Women’s Long Jump — 2:42 p.m. ET
A gathering of the world’s most accomplishes active jumpers — Olympic and world champion Malaika Mihambo of Germany, Olympic and world medalist Ese Brume of Nigeria — and the top Americans — Quanesha Burks and Tara Davis-Woodhall. They’re all chasing 7.08 meters, the world’s best leap this year recorded by Jamaican Ackelia Smith, a University of Texas sophomore.

Men’s 5000m — 3:06 p.m. ET
Field includes Olympic 5000m champion Joshua Cheptegei of Uganda, Olympic 10,000m champion Selemon Barega of Ethiopia and world silver medalist Jacob Krop of Kenya as well as reigning U.S. 5000m and 10,000m champions Grant Fisher and Joe Klecker. Cheptegei, the world record holder, was ninth at last July’s worlds and since has strictly raced on the roads and in cross country.

Men’s 100m — 3:39 p.m. ET
The entire podium from last year’s worlds meets here: Kerley and countrymen Marvin Bracy-Williams and Trayvon Bromell. It’s a similar field to last Sunday, when Kerley prevailed by five hundredths over South African Akani Simbine. Simbine is back, as is Kenyan Ferdinand Omanyala, who is the world’s fastest man this year (9.84) but was third in Rabat.

Women’s 1500m — 3:49 p.m.
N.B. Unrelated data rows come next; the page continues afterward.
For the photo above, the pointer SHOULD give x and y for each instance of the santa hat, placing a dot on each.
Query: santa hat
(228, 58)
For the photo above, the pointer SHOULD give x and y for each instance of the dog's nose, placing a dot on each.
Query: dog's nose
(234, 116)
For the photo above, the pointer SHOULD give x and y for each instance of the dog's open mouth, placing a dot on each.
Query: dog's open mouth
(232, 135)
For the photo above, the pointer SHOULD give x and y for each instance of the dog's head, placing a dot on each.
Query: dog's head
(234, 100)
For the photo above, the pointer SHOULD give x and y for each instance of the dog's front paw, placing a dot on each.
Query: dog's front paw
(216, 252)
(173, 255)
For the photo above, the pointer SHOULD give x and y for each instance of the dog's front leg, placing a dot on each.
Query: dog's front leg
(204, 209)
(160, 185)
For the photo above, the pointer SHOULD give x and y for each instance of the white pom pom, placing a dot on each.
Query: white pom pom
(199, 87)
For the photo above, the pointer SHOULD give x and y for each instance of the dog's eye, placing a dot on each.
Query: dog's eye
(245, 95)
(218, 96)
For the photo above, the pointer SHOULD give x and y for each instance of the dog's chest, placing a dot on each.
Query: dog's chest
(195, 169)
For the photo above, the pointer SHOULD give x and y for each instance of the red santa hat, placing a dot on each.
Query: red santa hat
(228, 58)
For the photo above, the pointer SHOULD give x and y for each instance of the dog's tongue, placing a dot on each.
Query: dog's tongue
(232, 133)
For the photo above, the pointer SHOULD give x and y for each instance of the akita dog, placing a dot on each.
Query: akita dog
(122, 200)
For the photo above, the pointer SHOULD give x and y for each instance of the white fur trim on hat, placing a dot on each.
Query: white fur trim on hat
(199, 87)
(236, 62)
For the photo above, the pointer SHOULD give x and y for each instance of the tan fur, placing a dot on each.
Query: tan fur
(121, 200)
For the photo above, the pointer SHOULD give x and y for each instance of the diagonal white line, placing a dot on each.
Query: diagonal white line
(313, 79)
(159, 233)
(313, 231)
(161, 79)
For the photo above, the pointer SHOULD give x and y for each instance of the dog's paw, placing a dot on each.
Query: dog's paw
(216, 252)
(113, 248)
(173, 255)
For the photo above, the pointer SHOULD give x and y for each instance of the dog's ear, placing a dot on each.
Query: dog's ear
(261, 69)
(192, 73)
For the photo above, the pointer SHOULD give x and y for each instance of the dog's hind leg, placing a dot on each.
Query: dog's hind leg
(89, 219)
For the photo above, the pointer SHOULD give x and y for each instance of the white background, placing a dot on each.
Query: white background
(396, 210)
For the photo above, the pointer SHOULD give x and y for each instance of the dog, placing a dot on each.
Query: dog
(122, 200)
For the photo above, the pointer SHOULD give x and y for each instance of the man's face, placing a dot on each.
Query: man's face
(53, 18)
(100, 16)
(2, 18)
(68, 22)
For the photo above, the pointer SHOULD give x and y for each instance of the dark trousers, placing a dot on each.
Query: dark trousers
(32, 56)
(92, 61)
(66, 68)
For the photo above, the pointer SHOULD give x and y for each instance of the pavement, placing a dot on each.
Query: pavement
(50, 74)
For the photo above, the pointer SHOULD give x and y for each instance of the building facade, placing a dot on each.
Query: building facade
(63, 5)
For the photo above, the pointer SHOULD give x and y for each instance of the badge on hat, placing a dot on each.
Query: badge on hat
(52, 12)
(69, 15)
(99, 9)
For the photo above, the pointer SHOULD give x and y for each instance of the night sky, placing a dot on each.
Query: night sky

ET
Kenyan Faith Kipyegon, a double Olympic and double world champion, ran the world’s fastest time of 2023 at the Diamond League opener in Doha on May 5. Then last weekend, four different Ethiopians ran faster. Kipyegon figures to be faster in Florence than she was in Doha given the addition of Brit Laura Muir, the Olympic silver medalist and world bronze medalist, in her outdoor season debut.

Correction: An earlier version of this story reported that Francique is based in Texas. He moved from Texas to South Carolina.